As Quadriga customers found out the hard way, there’s no federal deposit insurance on cryptocurrencies. Many crypto-trading businesses, meanwhile, openly flout rules requiring them to register with securities regulators if they deal in securities and derivatives, the OSC says. It seems these so-called entrepreneurs think they’re above the law, even though it’s obvious they hold and control crypto assets traded on their platforms.
In addition to contacting securities regulators to ensure they’re operating in compliance with the law, the OSC advises that “platforms should ensure that they have systems and controls in place to manage risks," and “should disclose key information to clients” about their businesses.
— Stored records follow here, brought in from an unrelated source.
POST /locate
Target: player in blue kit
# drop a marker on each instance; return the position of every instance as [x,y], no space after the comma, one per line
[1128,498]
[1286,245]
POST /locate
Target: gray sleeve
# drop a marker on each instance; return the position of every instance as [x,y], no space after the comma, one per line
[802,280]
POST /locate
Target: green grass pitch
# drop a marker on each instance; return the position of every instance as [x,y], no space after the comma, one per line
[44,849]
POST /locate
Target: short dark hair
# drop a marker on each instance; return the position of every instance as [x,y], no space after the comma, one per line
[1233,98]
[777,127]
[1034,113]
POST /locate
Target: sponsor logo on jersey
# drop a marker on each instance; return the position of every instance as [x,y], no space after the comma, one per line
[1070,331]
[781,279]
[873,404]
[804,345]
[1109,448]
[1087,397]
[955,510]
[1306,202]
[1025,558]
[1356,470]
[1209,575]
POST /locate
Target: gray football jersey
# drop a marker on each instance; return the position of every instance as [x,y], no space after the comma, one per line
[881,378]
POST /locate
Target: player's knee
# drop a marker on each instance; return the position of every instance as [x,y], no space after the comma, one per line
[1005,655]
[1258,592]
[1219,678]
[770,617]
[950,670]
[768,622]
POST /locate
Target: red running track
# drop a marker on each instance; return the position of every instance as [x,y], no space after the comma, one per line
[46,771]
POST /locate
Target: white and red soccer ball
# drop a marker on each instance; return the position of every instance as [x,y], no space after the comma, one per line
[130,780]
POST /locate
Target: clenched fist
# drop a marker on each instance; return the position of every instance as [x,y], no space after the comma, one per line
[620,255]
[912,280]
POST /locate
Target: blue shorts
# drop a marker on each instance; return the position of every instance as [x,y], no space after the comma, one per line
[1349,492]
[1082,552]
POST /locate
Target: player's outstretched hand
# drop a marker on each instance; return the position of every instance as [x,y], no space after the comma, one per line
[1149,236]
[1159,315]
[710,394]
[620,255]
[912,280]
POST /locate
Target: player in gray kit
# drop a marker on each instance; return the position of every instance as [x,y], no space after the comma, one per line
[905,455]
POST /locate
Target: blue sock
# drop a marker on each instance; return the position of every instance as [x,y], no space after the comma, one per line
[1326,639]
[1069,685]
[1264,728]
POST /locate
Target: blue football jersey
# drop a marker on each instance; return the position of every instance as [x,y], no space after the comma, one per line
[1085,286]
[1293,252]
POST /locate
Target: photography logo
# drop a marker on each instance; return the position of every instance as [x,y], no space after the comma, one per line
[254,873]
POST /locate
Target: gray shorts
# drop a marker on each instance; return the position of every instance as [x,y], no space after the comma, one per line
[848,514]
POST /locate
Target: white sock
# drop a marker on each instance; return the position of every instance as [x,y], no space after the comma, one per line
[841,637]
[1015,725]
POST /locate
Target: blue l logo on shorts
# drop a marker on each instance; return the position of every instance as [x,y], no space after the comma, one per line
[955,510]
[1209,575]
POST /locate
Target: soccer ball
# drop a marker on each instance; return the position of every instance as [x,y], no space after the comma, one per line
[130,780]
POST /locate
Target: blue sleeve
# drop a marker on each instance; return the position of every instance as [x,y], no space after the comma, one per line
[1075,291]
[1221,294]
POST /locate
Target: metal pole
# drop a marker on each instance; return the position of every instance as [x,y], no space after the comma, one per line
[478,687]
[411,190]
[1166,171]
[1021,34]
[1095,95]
“Providing clients with accurate information about key aspects of their operations – such as asset custody and storage practices, fees, reported volumes, platform security measures, internal controls, and conflicts of interest – will facilitate informed decisions by investors and promote investor confidence in the platform,” the OSC states in its report.
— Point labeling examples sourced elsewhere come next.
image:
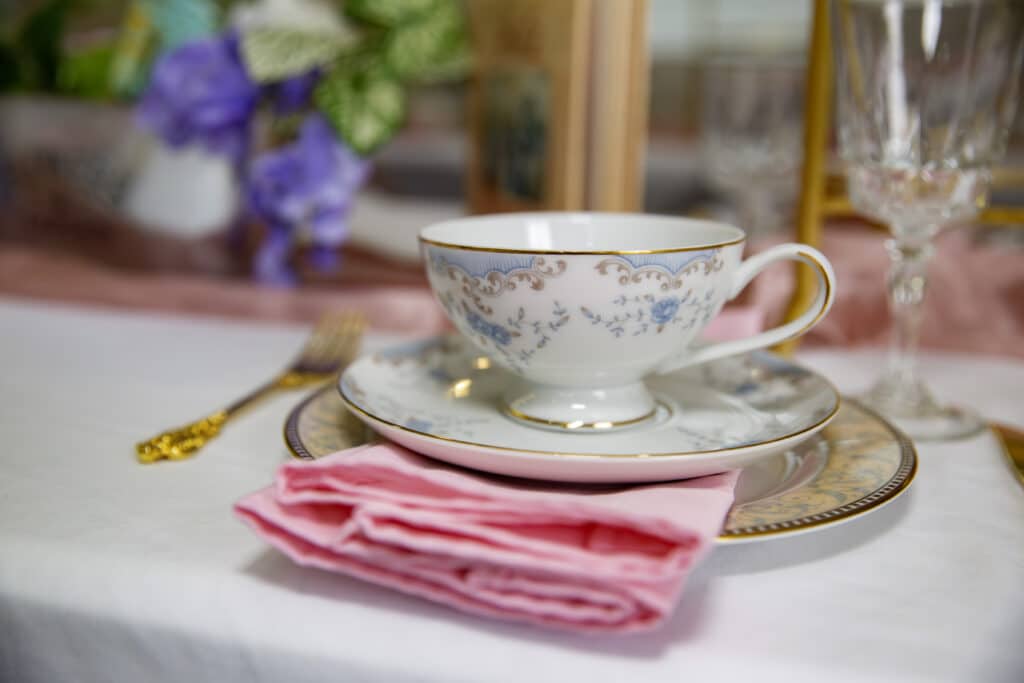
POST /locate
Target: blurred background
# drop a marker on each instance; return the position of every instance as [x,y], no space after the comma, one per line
[100,202]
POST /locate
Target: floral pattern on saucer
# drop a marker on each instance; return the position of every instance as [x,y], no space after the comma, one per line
[855,465]
[437,391]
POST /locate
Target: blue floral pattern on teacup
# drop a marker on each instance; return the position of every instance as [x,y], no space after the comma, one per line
[500,299]
[489,330]
[664,310]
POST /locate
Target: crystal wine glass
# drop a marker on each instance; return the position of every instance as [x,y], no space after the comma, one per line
[751,124]
[926,92]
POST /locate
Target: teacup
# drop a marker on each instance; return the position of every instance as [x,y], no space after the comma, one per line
[583,306]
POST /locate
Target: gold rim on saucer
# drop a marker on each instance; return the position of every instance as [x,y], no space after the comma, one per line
[869,463]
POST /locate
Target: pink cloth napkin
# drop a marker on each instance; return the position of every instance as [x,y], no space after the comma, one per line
[594,559]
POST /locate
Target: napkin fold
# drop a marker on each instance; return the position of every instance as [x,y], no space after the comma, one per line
[586,558]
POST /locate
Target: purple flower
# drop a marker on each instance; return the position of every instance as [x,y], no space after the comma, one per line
[200,92]
[307,185]
[294,94]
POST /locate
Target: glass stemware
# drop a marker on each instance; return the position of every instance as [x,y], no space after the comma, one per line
[926,93]
[751,124]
Let’s get real. It’s going to take a heck of a lot more than polite prodding to get wayward industry players to follow the rules. Their very ethos is non-compliance. After all, these crypto enthusiasts are partial to digital currencies precisely because they reject the international monetary system and its corresponding norms.
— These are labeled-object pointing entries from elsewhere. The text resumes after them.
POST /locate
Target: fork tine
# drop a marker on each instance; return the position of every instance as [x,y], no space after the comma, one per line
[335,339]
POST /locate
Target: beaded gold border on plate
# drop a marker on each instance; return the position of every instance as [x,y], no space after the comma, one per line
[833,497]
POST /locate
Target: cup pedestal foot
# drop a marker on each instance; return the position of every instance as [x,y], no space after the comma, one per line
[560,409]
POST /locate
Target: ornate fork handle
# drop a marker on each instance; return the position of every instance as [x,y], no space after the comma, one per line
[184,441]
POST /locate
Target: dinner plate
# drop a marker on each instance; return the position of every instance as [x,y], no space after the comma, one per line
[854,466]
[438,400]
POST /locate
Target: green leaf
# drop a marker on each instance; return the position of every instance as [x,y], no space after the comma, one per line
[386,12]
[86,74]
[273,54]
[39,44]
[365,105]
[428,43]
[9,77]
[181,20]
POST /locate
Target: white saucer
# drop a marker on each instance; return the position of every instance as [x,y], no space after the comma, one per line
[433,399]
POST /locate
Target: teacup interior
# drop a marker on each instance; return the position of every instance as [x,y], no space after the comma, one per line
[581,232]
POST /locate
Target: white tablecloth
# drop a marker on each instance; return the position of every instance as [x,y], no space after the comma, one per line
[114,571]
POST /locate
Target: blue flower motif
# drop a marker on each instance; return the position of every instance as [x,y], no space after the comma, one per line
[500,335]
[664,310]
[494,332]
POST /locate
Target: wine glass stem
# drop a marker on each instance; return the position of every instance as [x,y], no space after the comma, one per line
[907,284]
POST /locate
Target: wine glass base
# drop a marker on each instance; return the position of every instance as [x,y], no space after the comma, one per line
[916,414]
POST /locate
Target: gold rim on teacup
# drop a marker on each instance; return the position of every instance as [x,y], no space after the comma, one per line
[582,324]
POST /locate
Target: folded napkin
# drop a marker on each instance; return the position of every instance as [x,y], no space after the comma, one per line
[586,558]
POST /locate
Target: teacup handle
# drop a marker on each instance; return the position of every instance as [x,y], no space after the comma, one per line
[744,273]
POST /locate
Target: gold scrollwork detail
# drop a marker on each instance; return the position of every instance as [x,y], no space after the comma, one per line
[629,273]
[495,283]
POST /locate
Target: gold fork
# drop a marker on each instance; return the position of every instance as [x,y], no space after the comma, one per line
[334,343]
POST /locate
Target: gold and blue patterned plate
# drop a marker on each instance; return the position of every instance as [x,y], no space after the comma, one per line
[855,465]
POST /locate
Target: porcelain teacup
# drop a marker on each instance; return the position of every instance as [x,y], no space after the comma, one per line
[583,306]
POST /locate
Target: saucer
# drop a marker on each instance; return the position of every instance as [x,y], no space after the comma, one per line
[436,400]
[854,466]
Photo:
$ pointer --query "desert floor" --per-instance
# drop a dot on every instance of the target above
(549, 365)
Now is the time to take action. Crypto fraud is sure to increase over the coming months. Bitcoin, the most popular cryptocurrency, was worth US$9,475 in recent days and is expected to skyrocket this year.
Financial and fintech advisory deVere Group is among those making such bullish predictions, citing Bloomberg analysts who forecast bitcoin to reach US$20,000 in 2020.
"Investors will increase exposure to decentralized, non-sovereign, secure digital currencies, such as bitcoin, to help shield them from the potential issues in traditional markets,” Nigel Green, chief executive of deVere Group, said in a recent statement.
It’s entirely possible. Bitcoin came within a hair of reaching US$20,000 in December, 2017.
Mr. Green contends there are several catalysts for price appreciation this year: The COVID-19 pandemic is increasing demand for digital currencies; central banks’ quantitative-easing programs will devalue traditional currencies; people will use digital currencies as a “hedge" against future inflation; and geopolitical risks such as the U.S.-China trade war, Brexit and the U.S. presidential election will also buttress bitcoin’s value.
“Globally, we have seen client interest in bitcoin, and other cryptocurrencies such as ETH [ethereum], spike since the beginning of May," Mr. Green said.
That’s all well and good for legitimate players, but there’s no doubt that fraudsters will also see this as an opportune time for a shakedown.
Although the OSC has taken pains to suggest that Quadriga is “an extreme example” and not necessarily representative of the broader crypto industry, it’s apparent Mr. Cotten’s victims hadn’t the faintest idea of the risks. It’s shocking that so many people around the world blindly entrusted Quadriga with their savings.
There’s a sucker born every minute. Some people are desperate to make a quick buck, while others are seduced by dubious claims that digital currencies are safe-haven investments or somehow help humanity by creating a “moral economy." These folks are easy targets for crypto scammers.
The OSC deserves credit for investigating the Quadriga meltdown and making its findings public to warn investors about potential risks in the crypto market. But subtle threats of enforcement action from earnest securities regulators won’t make offending operators fall in line. There needs to be severe consequences for breaking the rules.
Mr. Cotten’s crimes were brazen. The moral of the Quadriga story is that curbing crypto crimes requires a dragnet, stiffer financial penalties and serious jail time. Securities regulators need to up their game and make the Gerald Cottens of this world shake in their boots.